Rounding up some of Deadman's pre-Crisis On Infinite Earths appearances, Deadman: Book Five is an okay read. That is the book's biggest problem: it is just okay. It is very middle of the road in terms of writing and artwork, although Jose Luis Garcia-Lopez turns in some fine work on the four issue mini-series. Things never seem to get out of third gear though.



The book starts out in a jarring manner, as you come in during the middle of a Challengers Of The Unknown story guest-starring Deadman and Swamp Thing. Leave it to DC to omit part one of a four part storyline. The Deadman mini-series from the '80s is good, but let's face it. It's Jose Luis Garcia-Lopez's artwork that carries it. The story in and of itself is mediocre. The book ends with a ret-con filled retelling of Deadman's origin from Secret Origins #15. This was an attempt to make it more streamlined for new readers.

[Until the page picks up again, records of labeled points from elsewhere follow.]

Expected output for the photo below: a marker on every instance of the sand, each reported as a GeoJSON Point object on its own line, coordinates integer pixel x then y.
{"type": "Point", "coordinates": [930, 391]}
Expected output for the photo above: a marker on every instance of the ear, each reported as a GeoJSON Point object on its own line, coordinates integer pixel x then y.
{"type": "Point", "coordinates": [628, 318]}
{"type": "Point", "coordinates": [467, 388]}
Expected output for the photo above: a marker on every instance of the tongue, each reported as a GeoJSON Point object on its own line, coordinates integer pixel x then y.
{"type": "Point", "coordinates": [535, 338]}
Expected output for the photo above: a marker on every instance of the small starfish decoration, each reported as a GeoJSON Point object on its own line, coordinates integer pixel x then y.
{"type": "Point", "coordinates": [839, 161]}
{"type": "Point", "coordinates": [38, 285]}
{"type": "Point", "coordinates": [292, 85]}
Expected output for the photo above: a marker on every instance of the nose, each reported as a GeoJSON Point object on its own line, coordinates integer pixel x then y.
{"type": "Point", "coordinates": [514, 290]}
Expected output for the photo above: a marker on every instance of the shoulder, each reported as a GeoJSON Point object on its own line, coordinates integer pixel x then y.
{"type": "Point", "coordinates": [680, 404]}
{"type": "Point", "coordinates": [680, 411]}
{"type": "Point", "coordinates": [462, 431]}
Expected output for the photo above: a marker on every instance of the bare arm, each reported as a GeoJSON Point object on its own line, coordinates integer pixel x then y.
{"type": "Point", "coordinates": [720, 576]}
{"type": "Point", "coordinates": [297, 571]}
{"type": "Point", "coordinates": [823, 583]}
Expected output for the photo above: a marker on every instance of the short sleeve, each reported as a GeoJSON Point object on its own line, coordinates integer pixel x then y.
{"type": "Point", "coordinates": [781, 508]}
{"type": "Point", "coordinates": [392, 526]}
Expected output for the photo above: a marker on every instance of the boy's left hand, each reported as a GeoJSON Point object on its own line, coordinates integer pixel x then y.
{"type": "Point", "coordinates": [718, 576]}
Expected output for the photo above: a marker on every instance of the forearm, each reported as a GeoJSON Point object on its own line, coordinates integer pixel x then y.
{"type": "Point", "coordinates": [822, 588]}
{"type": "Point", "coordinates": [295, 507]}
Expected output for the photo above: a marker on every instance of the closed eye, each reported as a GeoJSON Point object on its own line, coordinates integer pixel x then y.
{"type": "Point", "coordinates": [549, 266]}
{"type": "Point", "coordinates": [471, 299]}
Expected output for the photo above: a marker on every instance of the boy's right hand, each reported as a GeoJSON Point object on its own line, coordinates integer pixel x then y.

So this line is done, although the omissions make it an unsatisfying accomplishment. Oh well. This is DC. They will never right this wrong, so fans will have to take whatever they can get.
Junk Food For Thought rating: 3.5 out of 5.

The OCD zone- DC omitted tons of Deadman appearances from this era.

Linework and Color restoration: The original color palette is faithfully maintained, although the color blends are done as gradients on occasion. They stick out like a sore thumb to the trained eye. Linework looks decent enough.

Paper stock: Good weight glossy coated stock. Glossy paper is not optimal for comic books with flat coloring but I will take this over the cheap paper DC usually passes off on folks in their books of classic material.

Binding: Perfect bound trade paperback.

Cardstock cover notes: Laminated cardstock cover.

1 comment:

  1. 'That is exactly where this line of books has failed, though. DC omitted so many Deadman appearances'
    Which appearances did they omit?